死んだ仲間や敵の死体にトラップは仕掛けた、対戦車地雷も設置した、ハチキュウの残弾は弾倉三つ分、銃剣は折れて使い物にならない。俺自身は....死ぬ覚悟はできた!
目標敵、撃ち方用意、静かに、敵に見つからないように照準を合わせる、敵が少しぼやけて見える。

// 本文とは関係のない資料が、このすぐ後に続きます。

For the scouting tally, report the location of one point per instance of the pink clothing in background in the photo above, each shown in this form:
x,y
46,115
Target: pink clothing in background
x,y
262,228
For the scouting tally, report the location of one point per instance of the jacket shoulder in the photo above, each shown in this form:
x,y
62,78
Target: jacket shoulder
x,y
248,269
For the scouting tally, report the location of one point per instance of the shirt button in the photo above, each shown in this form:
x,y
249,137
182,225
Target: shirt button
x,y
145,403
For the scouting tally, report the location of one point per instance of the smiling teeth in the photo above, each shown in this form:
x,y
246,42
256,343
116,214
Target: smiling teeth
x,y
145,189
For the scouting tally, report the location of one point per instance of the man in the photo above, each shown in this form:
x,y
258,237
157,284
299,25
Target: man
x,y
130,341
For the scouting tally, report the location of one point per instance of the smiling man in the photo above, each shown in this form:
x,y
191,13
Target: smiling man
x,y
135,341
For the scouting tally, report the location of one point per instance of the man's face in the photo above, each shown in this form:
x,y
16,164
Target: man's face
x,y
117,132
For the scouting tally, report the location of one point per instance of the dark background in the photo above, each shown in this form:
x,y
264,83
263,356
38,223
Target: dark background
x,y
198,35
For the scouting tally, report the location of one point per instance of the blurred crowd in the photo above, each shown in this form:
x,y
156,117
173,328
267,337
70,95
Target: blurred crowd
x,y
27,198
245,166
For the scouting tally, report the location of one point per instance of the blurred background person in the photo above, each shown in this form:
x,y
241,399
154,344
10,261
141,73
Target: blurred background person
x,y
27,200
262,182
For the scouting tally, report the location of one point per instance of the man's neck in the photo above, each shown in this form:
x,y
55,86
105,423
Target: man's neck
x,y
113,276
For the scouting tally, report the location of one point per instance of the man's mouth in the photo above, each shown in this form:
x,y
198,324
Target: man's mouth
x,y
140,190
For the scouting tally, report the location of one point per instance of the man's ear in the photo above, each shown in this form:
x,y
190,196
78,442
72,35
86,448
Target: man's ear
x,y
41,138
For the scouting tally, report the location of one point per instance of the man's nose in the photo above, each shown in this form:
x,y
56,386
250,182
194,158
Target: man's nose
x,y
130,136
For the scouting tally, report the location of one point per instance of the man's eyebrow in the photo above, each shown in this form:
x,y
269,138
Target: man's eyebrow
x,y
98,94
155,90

「お前らじゃ何年経っても日本は倒せない事をゆめゆめ忘れるなよ、北のバカチョン共」
そう呟いた後、トラップが作動し手榴弾が爆発する音が聞こえた。
どうか100年後の地球では戦争の無い、子供が笑って一生を過ごせるような世界になります様に、そして、神様とかいう人類悪のいない世界に生まれ変われるなら生まれ変わりたいです。そう願った後照準を敵に合わせ直し引き金をゆっくりと引いた。
その出来事は2031年の冬の日の事だった。
〜〜〜
死ぬのは眠るのに似ている気がする。
起きるか起きないかだけの違いでそれ以外は特に違いはないんだろうと思う。
そして、目の前に仰向けで倒れているおかしな格好をしている人はどっちなんだろう?口の近くに耳を持っていき呼吸があったら生きてる、なかったら死んでる。とにかく確かめてみよう。

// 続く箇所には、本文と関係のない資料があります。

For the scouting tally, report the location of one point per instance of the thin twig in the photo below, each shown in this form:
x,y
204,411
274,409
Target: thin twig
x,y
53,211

....耳を顔の近くまで持っていき確かめる。どうやら、このおじさんは生きているらしい。でも、何でこんなにボロボロで、こんな変な格好をしているのだろう、少し考えた後、めんどくさくなったのでこのおじさんが起きたら直接聞けばいいか。と思い、その男の横に座ってバケットからサンドイッチを出して食べ始めた。
それはさながら一部を除けば親子でピクニックに来ているかのようなとても微笑ましい光景だった。